Geçtiğimiz haftalarda Ziraat Bankası, iflasın eşiğindeki Simit Sarayının %51’lik hissesini satın alacağını duyurmuştu. Bu karar tartışmalara yol açmış, pek çok insan bu kararın şirketi kurtarma operasyonu olduğunu düşünmüş ve haklı olarak tepki göstermişti. Tepki büyüyünce geri adım attılar. Aslında zora düşen büyük şirketlerin kriz dönemlerinde kurtarılması yeni bir şey olmadığı gibi şaşırtıcı da değil. Çünkü yaşadığımız dünya sermayenin egemenliğindeki adaletsiz bir dünya. Simit Sarayını kurtarma girişimi bu düzenin adaletsizliğini bir kere daha gösterdi.
4 sene önce Samsun’da zabıtalar seyyar simit tezgâhlarına el koymuş ve tezgâhı elinden alınan yaşlı bir kadının “iki gündür ben aç yatıyorum, ben bu halde nasıl geçineceğim, ne yiyeceğim, ne içeceğim kış kıyamet günü?” feryatları, gözyaşları kameralara yansımıştı. Tam da Simit Sarayının kurtarılması tartışmalarının yaşandığı günlerde o teyzenin görüntüleri internet ortamında yeniden yayıldı. Kimi gazeteler “Garibanın simidine el koyan devlet simit devini iflastan kurtardı” başlıkları attı ve bu video haberi yayınladı. Dün simit tezgâhına el konulan teyze açlığa terk edildi, bugün bir devlet bankası simit devini iflastan kurtarmak için kolları sıvadı!

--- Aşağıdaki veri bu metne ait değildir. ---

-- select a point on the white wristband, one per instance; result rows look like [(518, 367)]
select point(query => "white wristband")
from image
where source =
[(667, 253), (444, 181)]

Bu yaşlı teyze neden simit satmak zorunda? Açlıktan ölmemek için! Ama teyzeyi kurtarmak devletin umurunda değil! Bu yaşta sokaklarda çalışmak zorunda olan bir insanın simitlerine el koyan devlet düzeni sağladığını iddia ediyor! Bu yaşında huzur içinde yaşaması gereken bir insana eziyet ediyor. Üç kuruş para kazanmasının önüne geçiyor. Ama aynı devlet, büyük bir açgözlülükle daha fazla kâr ve zenginlik elde etmek için dünyanın dört bir yanında şubeler açan Simit Sarayını kurtarmaya çalışıyor. Tepkilerin büyümesi üzerine Erdoğan bu kararın uygulanmayacağını söyledi. Ama bu sadece göz boyamadır. Çünkü iktidar batan şirketleri kurtarmaya, işçi ve emekçileri yoksulluğa mahkûm etmeye devam ediyor. Öyle olmasaydı enflasyonun %30’ları, yoksulluk sınırının 7 bin liraları bulduğu bir zamanda şirketlere teşvikler dağıtılıp asgari ücret 2300 lira civarında tutulur muydu? İktidar ve patronlar krizin faturasını yoksul işçi ve emekçilerin sırtına yıkıyorlar.
Aslında insanlık öyle bir düzeye gelmiş durumdaki ne yaşlı teyzelerin simit satmaları gerekiyor, ne de kalem tutması gereken küçücük ellerin atölyelerde anahtar tutmaları. Ama sermayenin egemenliğindeki bir dünyada bunların hiçbiri mümkün olmuyor çünkü tüm zenginliklere patronlar sınıfı el koyuyor. Bugünün dünyasına hâkim olan kapitalist düzen bolluk içinde yokluk yaratıyor. Bir avuç insan aşırı zenginlik ve lüks içinde yaşarken yüz milyonlar, işçi ve emekçiler açlık çekiyor, hiçbir toplumsal soruna çözüm bulunamıyor. Böyle bir düzen artık miadını doldurmuştur, çürümüştür ve yıkılması gerekmektedir. İşçiler çarkı bozuk bu düzene boyun eğmeyi reddetmelidir.